The market for Californian fast food swag is potentially enormous. Though there aren’t any concrete numbers on revenue from merchandise sales, Taco Bell has a robust online store and has found it worthwhile to collab with Forever 21 and launch a pop up hotel in Palm Springs, which sold out in minutes. In-n-Out, understanding its cult following, sells its famous palm tree design, which encircles its paper cups, as tube socks. I’ve seen these in person, paired with checkered Vans, worn by a hype kid skateboarding past me. 

My dad, a Chicagoan who craves a monster taco whenever he’s west of the Mississippi, had the clown head of Jack, CEO of Jack-in-the-Box, bobbing on his minivan until it disappeared one day, potentially stolen by another fan. His enthusiasm for the brand demonstrates that fast food loyalty reaches far across California’s borders. eBay is a treasure trove of fast food collectibles, and only hints at the unfathomable amount of merchandise that has been hawked over the years, as well as the world’s hunger for these objects. A quick search of “fast food promotion” produces rarities like the talking Taco Bell chihuahua (may as well splurge on the entire set of nine,) debossed Baskin Robbins ice cream scoops, inflatable Wienerschnitzel UFOs, and Carl’s Jr. cup-shaped magnets that hold pencils instead of straws. It’s important to distinguish these branded items from the usual toys fast food companies give away with kid’s meals, which also dominate online listings, but aren’t as lucrative. While the mania for McDonald’s teenie beanie babies fizzled out in the 90’s, the search for a rare Grimace plush continues, and will set collectors back about 20 bucks.

Some of the rarest fast food souvenirs are the hat and lapel pins, made scarce because they’re only handed out to employees. Franchises use these tokens as rewards for completing mandatory training, to celebrate holidays, or just to show off spirit. Taco Bell, for example, canonized its breakfast crunchwrap-cinnabon-coffee combination in a bulky enamel pin that is much more attractive than any of the $2 buttons hawked on their official store.

McDonald’s, the champion of employee pins, captures the charm of the Malibu McDonald’s t-shirt with their hyper-local flair. My favorites come from moments frozen in time, like the 1984 Olympics, of which McDonald’s was a proud sponsor, or an adorable pin produced for the Oxnard Strawberry festival. 

One of the most fascinating finds are pins celebrating McDonald’s opening up at the Crocker Center, now known as the Wells Fargo Tower, in Downtown Los Angeles. An isometric view shows the then-new nondescript skyscrapers in the shadow of the McDonald’s logo. The pins had to be produced between 1983, when the buildings opened, and 1987, before the name was changed to Wells Fargo. While the pin is not as photogenic as Ronald on a surfboard, the simple design and connection to lost local history is more interesting than anything celebrating the annual return of the McRib.

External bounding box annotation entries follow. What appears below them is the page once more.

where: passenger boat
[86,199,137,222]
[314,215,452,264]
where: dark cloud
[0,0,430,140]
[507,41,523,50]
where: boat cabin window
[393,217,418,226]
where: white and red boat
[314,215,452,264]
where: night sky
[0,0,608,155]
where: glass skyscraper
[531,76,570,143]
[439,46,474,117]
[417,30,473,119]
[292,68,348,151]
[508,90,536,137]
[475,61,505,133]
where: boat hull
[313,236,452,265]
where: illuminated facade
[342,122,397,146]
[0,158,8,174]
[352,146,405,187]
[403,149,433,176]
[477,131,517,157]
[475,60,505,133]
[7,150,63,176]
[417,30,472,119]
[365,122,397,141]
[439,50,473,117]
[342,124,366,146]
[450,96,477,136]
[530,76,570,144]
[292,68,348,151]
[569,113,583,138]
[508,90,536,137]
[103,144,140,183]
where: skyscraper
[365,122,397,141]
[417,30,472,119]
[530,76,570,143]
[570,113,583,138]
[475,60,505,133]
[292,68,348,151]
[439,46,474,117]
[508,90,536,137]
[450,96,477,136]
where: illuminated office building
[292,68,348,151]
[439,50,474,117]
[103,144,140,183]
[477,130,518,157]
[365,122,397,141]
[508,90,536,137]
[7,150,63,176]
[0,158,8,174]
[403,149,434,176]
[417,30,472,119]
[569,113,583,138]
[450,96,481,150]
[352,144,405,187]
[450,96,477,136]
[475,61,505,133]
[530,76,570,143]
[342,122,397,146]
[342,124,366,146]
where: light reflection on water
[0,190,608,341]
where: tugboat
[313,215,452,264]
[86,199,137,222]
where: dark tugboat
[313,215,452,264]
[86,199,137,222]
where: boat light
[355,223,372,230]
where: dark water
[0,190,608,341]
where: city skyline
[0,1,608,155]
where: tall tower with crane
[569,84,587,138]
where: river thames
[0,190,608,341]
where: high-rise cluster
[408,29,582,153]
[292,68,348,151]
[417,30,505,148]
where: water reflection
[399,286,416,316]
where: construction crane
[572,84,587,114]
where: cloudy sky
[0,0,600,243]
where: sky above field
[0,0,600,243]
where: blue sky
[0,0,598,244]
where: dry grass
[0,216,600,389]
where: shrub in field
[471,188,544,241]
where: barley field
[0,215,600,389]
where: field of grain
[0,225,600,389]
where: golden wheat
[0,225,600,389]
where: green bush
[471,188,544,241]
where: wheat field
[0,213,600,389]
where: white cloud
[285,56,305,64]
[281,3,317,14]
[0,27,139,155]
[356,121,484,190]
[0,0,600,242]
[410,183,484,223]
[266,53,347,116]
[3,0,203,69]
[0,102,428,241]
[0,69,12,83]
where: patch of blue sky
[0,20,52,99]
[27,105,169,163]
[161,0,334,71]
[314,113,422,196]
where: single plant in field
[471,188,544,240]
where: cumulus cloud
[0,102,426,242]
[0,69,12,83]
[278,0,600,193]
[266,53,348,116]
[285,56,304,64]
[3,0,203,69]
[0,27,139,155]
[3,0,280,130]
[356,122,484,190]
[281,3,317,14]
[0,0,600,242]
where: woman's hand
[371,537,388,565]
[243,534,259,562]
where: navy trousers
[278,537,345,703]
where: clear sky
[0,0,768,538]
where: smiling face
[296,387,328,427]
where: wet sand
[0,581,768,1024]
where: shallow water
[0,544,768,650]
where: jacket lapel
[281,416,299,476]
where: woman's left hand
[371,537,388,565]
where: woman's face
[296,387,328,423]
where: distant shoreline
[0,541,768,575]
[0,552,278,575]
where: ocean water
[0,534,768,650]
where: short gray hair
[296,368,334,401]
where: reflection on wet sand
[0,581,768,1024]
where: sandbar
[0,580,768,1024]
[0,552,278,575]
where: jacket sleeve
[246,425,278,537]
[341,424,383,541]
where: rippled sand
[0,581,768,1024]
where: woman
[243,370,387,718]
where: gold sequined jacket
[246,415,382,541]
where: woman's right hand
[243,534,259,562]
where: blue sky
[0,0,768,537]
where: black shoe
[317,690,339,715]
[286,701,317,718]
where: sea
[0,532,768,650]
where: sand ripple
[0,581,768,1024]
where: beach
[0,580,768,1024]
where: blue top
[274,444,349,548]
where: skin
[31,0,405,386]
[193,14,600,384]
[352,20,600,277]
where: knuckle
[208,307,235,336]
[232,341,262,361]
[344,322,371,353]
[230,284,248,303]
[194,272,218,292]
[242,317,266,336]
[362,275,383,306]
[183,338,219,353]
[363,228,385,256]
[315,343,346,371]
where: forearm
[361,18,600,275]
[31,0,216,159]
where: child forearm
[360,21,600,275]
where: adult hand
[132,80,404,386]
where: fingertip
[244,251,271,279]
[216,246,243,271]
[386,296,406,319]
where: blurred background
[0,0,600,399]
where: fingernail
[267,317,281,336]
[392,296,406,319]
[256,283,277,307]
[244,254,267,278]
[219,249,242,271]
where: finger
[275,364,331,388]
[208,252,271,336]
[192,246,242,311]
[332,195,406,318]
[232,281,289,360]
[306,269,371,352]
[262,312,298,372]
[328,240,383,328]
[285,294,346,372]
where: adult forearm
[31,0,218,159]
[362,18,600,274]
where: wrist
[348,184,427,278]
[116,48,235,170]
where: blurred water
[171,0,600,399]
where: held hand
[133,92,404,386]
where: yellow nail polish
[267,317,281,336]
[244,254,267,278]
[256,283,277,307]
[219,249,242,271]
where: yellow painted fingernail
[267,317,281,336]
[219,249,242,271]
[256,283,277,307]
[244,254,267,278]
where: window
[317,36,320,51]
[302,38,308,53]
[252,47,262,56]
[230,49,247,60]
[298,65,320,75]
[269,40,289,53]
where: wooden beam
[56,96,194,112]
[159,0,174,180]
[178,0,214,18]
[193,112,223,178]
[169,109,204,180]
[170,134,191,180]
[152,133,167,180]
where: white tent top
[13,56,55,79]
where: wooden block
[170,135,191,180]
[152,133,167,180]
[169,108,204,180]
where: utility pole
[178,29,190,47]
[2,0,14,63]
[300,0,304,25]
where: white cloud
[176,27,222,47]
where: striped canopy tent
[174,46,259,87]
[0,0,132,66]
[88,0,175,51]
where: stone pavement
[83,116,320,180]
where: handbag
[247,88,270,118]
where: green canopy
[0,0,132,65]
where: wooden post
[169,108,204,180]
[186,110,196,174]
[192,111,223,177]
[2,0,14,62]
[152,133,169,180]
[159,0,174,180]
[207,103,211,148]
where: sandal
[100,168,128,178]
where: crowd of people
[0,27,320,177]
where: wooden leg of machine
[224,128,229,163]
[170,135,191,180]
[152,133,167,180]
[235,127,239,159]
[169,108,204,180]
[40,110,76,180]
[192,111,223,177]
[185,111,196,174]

That tie between franchise and place drew me back to the slogan that has been haunting me every time I order fries: “this McDonald’s is locally owned and operated.” Every McDonald’s I regularly visit provides bags and cups with this message printed on them. Eventually, I found that it is not exclusive to the state that birthed McDonald’s. Oklahoma and Tennessee franchises replicate the design, replacing the bold image of California with their own borders. 

Now I see one slogan with two completely different messages. One makes consumers believe that they’re shopping small and supporting their community. The other is McDonald’s speaking to itself, acknowledging the local franchise owners that have helped their restaurant take over the world. It is not possible to be the mom and pop business and the corporate behemoth all at once. 

But I still can’t get enough of those fries. I thank the drive-thru attendant for her service and as I drive home, I stuff a fistful of hot fries into my mouth while muttering, “there’s no ethical consumption under capitalism,” salt crystals flaking onto my Malibu McDonald’s t-shirt.